Take inventory management for example – identifying and storing goods coming into a plant each day is critical to ensuring customers receive shipments correctly and on time and can be easily outsourced to integrated robot systems. Similarly industrial robot applications, originally adopted by automotive companies, are another technology that is being scaled down to be more available to smaller factories. Their deployment across smaller factories across the US will mean workers can be reallocated to more value-added roles in organizations. Firms like Rockwell Automation (ROK) and Teradyne (TER) are at the forefront of industrial automation and aiding the transition to smart factories, while bringing solutions to markets that help factory employees coexist with new automations.
Similarly, smart devices implemented across factory operations are collecting an immense amount of data that needs to be harnessed into actionable insights across all levels of the organization. Major players like General Electric (GE) and Honeywell International Inc (HON) are leading the charge in integrating sensors to monitor equipment health and safety of facilities.
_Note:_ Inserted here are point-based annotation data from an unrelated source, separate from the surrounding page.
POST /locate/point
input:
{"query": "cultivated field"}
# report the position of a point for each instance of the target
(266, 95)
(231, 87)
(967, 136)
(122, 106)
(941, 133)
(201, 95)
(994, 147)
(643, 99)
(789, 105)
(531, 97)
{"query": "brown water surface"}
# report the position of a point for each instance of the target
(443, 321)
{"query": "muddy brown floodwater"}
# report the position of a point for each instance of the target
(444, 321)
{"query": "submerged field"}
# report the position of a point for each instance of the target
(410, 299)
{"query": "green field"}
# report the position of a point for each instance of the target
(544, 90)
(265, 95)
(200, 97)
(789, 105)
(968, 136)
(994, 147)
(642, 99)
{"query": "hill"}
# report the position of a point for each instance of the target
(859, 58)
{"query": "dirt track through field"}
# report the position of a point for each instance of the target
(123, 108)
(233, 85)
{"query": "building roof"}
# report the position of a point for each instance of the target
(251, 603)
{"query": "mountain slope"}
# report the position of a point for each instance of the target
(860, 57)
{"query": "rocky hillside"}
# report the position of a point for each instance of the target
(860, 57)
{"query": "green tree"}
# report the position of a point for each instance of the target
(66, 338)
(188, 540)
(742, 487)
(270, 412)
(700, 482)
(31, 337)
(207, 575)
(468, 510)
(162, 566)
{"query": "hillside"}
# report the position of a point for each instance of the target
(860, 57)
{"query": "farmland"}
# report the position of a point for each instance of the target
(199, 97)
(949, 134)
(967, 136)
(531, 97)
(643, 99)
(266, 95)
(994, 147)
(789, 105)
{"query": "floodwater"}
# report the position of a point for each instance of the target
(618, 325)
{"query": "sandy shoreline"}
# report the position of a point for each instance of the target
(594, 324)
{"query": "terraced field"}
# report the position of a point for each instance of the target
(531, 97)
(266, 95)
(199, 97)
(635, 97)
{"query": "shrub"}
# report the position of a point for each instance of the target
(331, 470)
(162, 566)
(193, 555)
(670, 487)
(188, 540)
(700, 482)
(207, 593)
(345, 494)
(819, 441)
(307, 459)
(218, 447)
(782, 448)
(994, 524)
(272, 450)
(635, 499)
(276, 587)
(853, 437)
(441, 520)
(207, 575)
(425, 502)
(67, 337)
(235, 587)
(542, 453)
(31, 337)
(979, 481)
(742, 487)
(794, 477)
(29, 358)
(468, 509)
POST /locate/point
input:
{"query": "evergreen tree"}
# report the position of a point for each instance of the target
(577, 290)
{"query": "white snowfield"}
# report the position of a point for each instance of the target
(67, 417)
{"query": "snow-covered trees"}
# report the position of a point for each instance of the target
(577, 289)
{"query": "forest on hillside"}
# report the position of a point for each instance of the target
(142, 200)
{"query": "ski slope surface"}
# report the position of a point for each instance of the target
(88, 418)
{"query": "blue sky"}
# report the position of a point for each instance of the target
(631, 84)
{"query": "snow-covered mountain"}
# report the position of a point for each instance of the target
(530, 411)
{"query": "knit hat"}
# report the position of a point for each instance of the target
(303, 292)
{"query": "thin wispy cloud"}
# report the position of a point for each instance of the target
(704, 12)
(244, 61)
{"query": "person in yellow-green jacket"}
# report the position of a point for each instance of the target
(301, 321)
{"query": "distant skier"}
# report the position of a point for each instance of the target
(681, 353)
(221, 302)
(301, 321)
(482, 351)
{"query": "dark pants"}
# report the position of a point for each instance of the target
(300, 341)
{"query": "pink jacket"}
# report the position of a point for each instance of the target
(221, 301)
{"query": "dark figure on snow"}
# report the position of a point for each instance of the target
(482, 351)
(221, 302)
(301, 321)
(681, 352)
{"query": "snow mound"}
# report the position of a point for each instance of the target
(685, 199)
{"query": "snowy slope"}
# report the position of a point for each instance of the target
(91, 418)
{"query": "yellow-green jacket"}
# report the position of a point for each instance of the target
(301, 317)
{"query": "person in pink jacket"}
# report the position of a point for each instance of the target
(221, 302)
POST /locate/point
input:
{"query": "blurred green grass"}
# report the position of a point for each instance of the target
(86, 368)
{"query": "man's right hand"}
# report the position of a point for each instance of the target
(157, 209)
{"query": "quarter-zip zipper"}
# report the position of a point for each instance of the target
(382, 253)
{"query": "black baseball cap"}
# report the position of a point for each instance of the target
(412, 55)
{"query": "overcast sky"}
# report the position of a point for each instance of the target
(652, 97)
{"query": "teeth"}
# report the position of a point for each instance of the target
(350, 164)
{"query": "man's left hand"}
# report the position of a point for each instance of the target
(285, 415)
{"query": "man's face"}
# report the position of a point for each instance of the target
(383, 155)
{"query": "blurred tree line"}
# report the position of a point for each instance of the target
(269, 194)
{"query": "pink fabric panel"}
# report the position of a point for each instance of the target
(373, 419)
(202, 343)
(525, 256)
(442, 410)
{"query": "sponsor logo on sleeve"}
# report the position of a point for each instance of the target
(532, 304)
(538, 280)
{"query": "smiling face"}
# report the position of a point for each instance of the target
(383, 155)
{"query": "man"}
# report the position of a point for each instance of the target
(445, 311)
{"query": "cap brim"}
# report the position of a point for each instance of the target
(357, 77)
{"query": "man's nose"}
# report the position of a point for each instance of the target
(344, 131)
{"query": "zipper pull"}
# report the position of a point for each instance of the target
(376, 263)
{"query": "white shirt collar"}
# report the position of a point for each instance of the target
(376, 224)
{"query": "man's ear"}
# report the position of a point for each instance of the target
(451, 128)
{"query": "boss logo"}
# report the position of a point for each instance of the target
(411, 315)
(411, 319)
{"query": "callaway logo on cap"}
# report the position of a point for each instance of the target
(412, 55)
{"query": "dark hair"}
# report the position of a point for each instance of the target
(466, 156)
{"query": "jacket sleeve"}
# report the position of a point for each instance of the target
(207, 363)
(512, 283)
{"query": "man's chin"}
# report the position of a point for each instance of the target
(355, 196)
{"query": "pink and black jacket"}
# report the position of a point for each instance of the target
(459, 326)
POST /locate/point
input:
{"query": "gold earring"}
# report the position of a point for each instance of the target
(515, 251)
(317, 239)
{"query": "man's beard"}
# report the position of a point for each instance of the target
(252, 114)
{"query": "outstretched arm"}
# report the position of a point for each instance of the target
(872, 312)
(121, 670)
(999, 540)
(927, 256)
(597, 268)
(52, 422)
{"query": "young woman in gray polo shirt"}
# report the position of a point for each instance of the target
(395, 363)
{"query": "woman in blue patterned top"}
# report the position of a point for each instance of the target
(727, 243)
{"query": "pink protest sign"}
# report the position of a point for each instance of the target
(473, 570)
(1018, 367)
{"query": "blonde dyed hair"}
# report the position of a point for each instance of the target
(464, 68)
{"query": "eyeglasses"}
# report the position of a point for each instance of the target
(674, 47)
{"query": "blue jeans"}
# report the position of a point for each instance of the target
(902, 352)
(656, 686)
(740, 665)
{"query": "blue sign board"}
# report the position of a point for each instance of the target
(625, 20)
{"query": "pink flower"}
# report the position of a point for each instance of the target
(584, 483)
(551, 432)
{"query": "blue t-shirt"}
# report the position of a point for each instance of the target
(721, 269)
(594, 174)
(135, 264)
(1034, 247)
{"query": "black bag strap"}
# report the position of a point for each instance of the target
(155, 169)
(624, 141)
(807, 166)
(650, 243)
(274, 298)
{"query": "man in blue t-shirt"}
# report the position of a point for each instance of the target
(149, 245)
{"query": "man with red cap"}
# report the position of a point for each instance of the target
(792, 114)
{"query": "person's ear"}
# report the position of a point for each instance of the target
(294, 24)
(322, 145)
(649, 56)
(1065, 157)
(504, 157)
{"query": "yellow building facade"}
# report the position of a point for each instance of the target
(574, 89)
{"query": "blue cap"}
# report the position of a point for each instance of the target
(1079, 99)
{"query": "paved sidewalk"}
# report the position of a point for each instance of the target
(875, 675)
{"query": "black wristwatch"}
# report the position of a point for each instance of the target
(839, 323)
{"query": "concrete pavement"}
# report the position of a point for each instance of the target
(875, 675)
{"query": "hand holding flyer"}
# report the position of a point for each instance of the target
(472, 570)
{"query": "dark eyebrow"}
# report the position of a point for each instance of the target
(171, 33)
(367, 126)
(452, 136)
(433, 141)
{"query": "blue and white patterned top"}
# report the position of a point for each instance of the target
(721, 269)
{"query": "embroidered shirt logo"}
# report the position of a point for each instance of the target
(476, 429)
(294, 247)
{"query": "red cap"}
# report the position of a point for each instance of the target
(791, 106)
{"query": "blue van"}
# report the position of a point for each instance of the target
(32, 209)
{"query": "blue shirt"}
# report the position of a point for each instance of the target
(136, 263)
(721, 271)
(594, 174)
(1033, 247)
Think about industrial IoT sensors that help to monitor changes in the physical environment for ultra-sensitive manufacturing processes, or pressure and vibration sensors used to ensure machinery is operating optimally. Being able to predict when machines likely will need maintenance with these sensors helps to minimize downtime and improve product quality over time. The data from these sensors is even used to produce digital twins of factories to enable manufacturers to simulate and optimize their operations in real time, in turn enhancing product quality for the end consumer.
Above the factory level there will be opportunities for companies to help factories streamline their labor processes. For example, firms like Workday (WDAY) use AI to help human resources departments make sure new hires will have the right skills necessary to make an impact on day one. Efficient allocation of resources starts with making sure you have the right resources to work with in the first place! Ultimately, think beyond just the actual manufacturers – enabling firms that offer the picks and shovels have substantial long-term tailwinds from reshoring’s effect on manufacturing processes.
Look Beyond The Manufacturers
Reshoring manufacturing to the United States presents a complex yet promising opportunity for economic growth and further expansion of our nation’s manufacturing output. While the challenges of labor shortages and initial investments in smart technologies are significant, they are well worth the upfront costs to boost the security of our nation’s manufacturing sector and to protect against future foreign disruption. Automation and advanced technologies will play a critical role in bridging these gaps, enabling factories to operate more efficiently and with higher productivity. We believe investors should explore how technology will supplement the industrial labor force and why automation is essential for continued GDP growth. Ultimately, investment opportunities are immense with companies that are positioned upstream of the actual manufacturers and can benefit from the retooling of the U.S. workforce.